I decided to crunch the BEA numbers to find in more detail how personal incomes changed based on the distance from Washington DC, the favorite city of the federal government. I was very surprised just how well the numbers line up. If I were to pull the numbers from my rear I certainly wouldn't have made it look so ridiculously smooth of a chart. The closer you are to Washington DC, the more increase (or lack of decrease) that you get in general. Here is the chart:
2009 Income Change by Distance From Washington DC

Hawaii was the only state in the furthest group from Washington DC to have a gain in income for 2009 according to the data source which is the US BEA. Meanwhile, six of the ten states closest to Washtingon DC registered personal income gains for 2009.

Source: blog.civilchallenger.com
Continued in comment section...

(Excerpt) Read more at blog.civilchallenger.com ...

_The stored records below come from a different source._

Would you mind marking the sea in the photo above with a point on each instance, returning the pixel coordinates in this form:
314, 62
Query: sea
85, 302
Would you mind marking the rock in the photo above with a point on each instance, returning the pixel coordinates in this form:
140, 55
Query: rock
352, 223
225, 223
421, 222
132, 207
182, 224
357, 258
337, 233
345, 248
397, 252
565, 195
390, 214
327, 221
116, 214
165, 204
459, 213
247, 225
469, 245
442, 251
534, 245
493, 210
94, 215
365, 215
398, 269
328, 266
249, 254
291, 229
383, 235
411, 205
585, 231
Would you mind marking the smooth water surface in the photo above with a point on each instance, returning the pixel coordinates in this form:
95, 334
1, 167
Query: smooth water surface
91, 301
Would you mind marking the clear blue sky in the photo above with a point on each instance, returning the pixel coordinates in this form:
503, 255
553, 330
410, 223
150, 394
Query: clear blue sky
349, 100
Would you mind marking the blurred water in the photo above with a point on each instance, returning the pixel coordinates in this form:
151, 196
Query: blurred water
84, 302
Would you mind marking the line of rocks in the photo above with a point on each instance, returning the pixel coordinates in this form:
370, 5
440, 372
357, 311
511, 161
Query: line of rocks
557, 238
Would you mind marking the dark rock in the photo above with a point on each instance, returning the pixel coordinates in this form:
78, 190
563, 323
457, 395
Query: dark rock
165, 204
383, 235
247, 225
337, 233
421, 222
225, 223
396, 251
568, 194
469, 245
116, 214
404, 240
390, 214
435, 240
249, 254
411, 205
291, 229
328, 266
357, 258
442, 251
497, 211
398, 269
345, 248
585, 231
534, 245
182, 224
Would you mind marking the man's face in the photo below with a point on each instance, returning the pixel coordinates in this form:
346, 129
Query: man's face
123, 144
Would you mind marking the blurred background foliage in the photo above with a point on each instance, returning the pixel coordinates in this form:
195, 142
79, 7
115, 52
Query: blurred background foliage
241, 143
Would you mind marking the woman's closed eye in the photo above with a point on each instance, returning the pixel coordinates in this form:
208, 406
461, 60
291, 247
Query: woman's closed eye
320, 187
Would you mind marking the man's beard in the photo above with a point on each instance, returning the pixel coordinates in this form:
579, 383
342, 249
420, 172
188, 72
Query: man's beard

TOPICS: Business/Economy; Politics
KEYWORDS: centralizedeconomy; federalspending; incomebystate
Method The method used was to group the states by distance from Washington DC. I created five groups arranged from closest to furthest from the capital. Income data was collected from the BEA... specifically the Q4 2008 with Q4 2009 personal income data grouped by state. Distance data was collected from Mapquest and sorted by travel time from Washington DC. Hawaii does not have a driving time except for transformer-class cars that convert into submarines or boats, so I simply put that in the last category since it is the furthest state by distance. I then determined the typical income change of the group for 2009 by first determining the average and median prices, then averaging them together into what I call the "Typical" income change.

What does this data mean? The data means that your income was more likely to edge up last year if you lived near Washington DC, and the further out you go, the more your income was likely to go down. This goes to show that the Washington DC crowd are yet again making off like bandits while the rest of us suffer.

The biggest supporters of a centralized government economy seem to be in California... perhaps they should be paying closer attention. What will happen if down the road if the "capital city of Earth" is clear on the other side of the globe?

Source
This is part of today's post at blog.civilchallenger.com which is re-posted as permission as a way to promote a brand new blog with lots of research but very little traffic yet.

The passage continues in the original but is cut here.